Today, I was notified that I am being disciplined for 'Violation of Confidential Medical Information'- aka a HIPAA violation. I have, apparently, VIOLATED MY OWN PRIVACY by looking up my own labs. What the ???
For the next three months, every sign-on with my password will be reviewed to make sure I am only accessing information for patients I am directly caring for. If I am in found to be violation of these terms (which I certainly am not going to do), I will be terminated.
Now, I wasn't snooping around to find out a coworker's Hep status, or prying into the file of a VIP patient on another unit- I was looking up my own information, for Pete's sake! "The organization takes privacy very seriously and views looking up your own information as serious a violation as if you had looked up someone else's medical information," I was told.
I know plenty of other RNs I work with who have looked up their own information. Or their kid's radiology reports. Or their husband's labs. I seem to be the only one, though, being disciplined. And to be put in the same penalty box as those who have snooped into the files of other patients or coworkers makes me upset. I think my hospital is taking HIPAA to a huge extreme here.
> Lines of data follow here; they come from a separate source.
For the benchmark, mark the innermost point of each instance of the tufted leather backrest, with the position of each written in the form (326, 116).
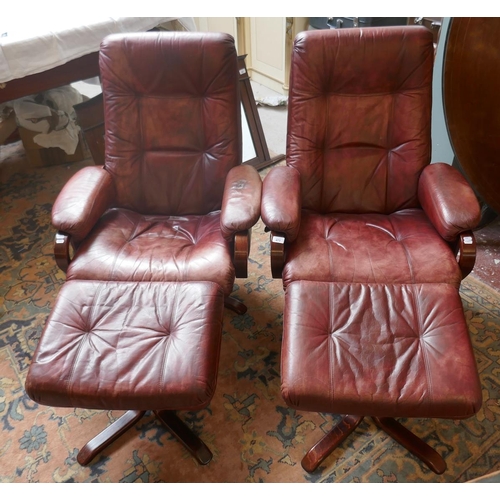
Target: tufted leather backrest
(172, 119)
(359, 117)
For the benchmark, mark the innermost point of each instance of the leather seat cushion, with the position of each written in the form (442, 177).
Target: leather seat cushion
(378, 350)
(402, 247)
(140, 346)
(127, 246)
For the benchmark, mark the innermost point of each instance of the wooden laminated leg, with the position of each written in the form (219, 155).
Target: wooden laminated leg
(185, 435)
(108, 435)
(320, 451)
(179, 429)
(412, 443)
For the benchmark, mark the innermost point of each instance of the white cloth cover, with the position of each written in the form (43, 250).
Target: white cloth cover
(29, 45)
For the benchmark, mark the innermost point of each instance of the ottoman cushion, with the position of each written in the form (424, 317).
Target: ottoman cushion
(120, 345)
(378, 350)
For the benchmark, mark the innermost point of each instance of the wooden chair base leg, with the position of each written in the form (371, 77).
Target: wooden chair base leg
(108, 435)
(179, 429)
(412, 443)
(235, 305)
(320, 451)
(185, 435)
(315, 456)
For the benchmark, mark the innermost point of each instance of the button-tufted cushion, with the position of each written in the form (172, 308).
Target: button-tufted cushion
(124, 346)
(172, 119)
(378, 350)
(402, 247)
(359, 117)
(127, 246)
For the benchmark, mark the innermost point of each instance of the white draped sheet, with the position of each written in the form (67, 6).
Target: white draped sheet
(30, 46)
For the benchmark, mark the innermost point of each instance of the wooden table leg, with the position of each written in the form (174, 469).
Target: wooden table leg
(108, 435)
(315, 456)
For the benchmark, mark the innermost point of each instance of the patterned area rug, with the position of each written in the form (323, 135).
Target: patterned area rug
(253, 435)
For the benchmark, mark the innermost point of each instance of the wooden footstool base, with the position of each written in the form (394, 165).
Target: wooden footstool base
(131, 346)
(384, 351)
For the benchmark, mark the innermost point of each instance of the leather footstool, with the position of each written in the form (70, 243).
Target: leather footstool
(131, 346)
(385, 351)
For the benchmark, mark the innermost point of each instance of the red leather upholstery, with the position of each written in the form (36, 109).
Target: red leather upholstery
(358, 149)
(373, 322)
(380, 350)
(370, 248)
(127, 246)
(172, 119)
(447, 200)
(155, 211)
(359, 117)
(115, 345)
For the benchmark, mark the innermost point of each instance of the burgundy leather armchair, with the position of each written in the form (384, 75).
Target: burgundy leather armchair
(152, 240)
(368, 237)
(172, 202)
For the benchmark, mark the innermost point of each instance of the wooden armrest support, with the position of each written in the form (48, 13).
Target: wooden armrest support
(62, 250)
(277, 253)
(465, 252)
(241, 251)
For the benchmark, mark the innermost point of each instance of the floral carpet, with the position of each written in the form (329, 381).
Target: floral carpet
(253, 435)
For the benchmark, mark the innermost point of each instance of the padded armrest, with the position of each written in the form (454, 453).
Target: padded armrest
(82, 201)
(240, 209)
(448, 200)
(281, 201)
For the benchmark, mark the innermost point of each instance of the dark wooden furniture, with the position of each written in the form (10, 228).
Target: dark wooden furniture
(471, 97)
(371, 241)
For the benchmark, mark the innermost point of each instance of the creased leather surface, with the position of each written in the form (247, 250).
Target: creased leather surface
(172, 119)
(126, 246)
(448, 200)
(281, 201)
(402, 247)
(241, 201)
(359, 117)
(127, 346)
(381, 350)
(84, 198)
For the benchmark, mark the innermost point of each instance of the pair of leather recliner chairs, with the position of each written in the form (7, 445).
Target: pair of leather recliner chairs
(360, 224)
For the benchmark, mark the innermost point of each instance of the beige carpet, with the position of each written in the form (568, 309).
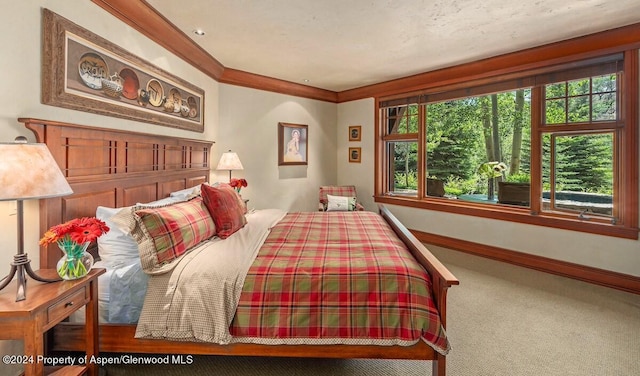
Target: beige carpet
(503, 321)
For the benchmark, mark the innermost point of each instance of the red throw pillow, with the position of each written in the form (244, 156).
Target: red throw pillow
(226, 208)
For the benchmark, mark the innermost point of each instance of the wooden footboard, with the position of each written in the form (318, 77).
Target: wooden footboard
(119, 168)
(117, 338)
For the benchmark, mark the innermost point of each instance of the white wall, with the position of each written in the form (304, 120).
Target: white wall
(604, 252)
(20, 60)
(358, 112)
(249, 126)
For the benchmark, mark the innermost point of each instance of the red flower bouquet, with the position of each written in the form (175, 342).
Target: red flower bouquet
(73, 237)
(238, 184)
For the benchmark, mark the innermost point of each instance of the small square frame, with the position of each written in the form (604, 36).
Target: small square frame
(355, 155)
(355, 133)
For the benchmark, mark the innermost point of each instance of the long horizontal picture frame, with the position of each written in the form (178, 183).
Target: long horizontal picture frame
(83, 71)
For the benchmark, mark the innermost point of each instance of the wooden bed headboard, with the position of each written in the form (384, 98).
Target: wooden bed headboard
(114, 168)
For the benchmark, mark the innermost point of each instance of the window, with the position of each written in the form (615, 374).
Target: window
(546, 147)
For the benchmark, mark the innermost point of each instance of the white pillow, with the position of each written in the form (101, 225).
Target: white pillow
(115, 246)
(341, 203)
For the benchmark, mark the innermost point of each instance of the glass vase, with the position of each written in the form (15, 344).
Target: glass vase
(76, 261)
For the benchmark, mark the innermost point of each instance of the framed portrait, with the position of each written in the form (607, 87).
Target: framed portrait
(354, 132)
(355, 155)
(293, 142)
(83, 71)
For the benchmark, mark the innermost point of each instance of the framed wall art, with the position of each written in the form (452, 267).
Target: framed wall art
(83, 71)
(292, 144)
(355, 155)
(354, 132)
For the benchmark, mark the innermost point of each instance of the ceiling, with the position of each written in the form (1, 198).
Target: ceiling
(344, 44)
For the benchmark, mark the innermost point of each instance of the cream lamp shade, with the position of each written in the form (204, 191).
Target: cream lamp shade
(27, 171)
(229, 161)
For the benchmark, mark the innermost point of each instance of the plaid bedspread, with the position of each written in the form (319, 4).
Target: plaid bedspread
(339, 277)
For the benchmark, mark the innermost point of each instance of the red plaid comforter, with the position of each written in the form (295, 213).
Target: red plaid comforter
(343, 276)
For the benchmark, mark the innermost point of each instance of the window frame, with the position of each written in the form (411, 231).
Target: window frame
(625, 186)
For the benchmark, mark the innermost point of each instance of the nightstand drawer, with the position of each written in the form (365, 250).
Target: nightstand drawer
(66, 306)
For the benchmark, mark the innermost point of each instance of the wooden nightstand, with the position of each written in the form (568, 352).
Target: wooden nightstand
(46, 305)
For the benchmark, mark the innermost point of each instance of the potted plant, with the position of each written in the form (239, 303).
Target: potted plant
(515, 190)
(490, 171)
(435, 187)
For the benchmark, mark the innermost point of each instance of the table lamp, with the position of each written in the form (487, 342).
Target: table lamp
(27, 171)
(229, 161)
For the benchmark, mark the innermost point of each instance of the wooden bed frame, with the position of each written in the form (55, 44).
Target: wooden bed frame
(115, 168)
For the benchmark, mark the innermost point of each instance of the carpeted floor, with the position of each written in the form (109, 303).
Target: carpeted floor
(503, 320)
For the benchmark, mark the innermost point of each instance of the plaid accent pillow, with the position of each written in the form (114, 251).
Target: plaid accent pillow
(165, 233)
(226, 208)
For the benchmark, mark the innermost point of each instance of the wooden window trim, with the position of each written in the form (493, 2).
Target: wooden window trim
(628, 184)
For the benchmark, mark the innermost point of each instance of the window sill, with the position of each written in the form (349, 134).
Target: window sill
(512, 214)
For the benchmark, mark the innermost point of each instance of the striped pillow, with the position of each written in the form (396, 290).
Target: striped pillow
(168, 232)
(226, 208)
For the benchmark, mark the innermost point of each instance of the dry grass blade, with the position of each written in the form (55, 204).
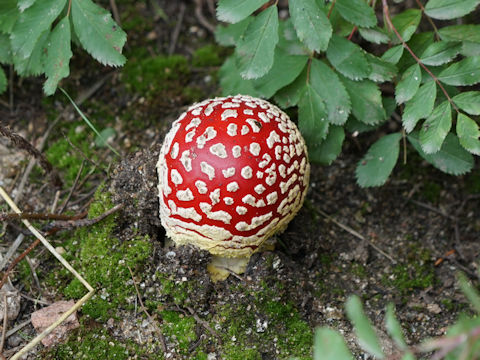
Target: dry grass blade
(50, 248)
(23, 144)
(152, 321)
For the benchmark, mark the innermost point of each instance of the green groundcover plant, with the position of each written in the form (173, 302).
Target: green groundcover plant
(461, 341)
(36, 37)
(311, 59)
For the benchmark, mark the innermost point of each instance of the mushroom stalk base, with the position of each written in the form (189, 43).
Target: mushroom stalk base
(220, 267)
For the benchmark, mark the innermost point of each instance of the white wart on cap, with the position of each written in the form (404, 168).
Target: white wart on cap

Anyone else here been taken to the woodshed for 'violating their own privacy'?
Dec 20, '06
My other thought is that if there was a question that a positive test result would indicate that a person shouldn't be working around babies, then it makes no sense that the instructions to not return to work were only for 48 hours. It should have been until test results were in, and the time it took for the results to be back shouldn't have been so casual, if the results could have an effect on other people.
Also, here's another angle: using work time to look up personal information.
Last edit by Marie_LPN, RN on Dec 20, '06
Dec 20, '06
OK. This is the point where HPPA regs. and policies should be examined, or re-examined, I should say In my opinion, anyway. That is XXXX ridiculous and I'd be so inflammed I'd quit on the spot. That is the most ludicrous, atrocious violations of YOUR rights I've ever heard of....what about one of the organizations that offer legal advice/support free of charge and even represent one when one's own legal rights have been violated?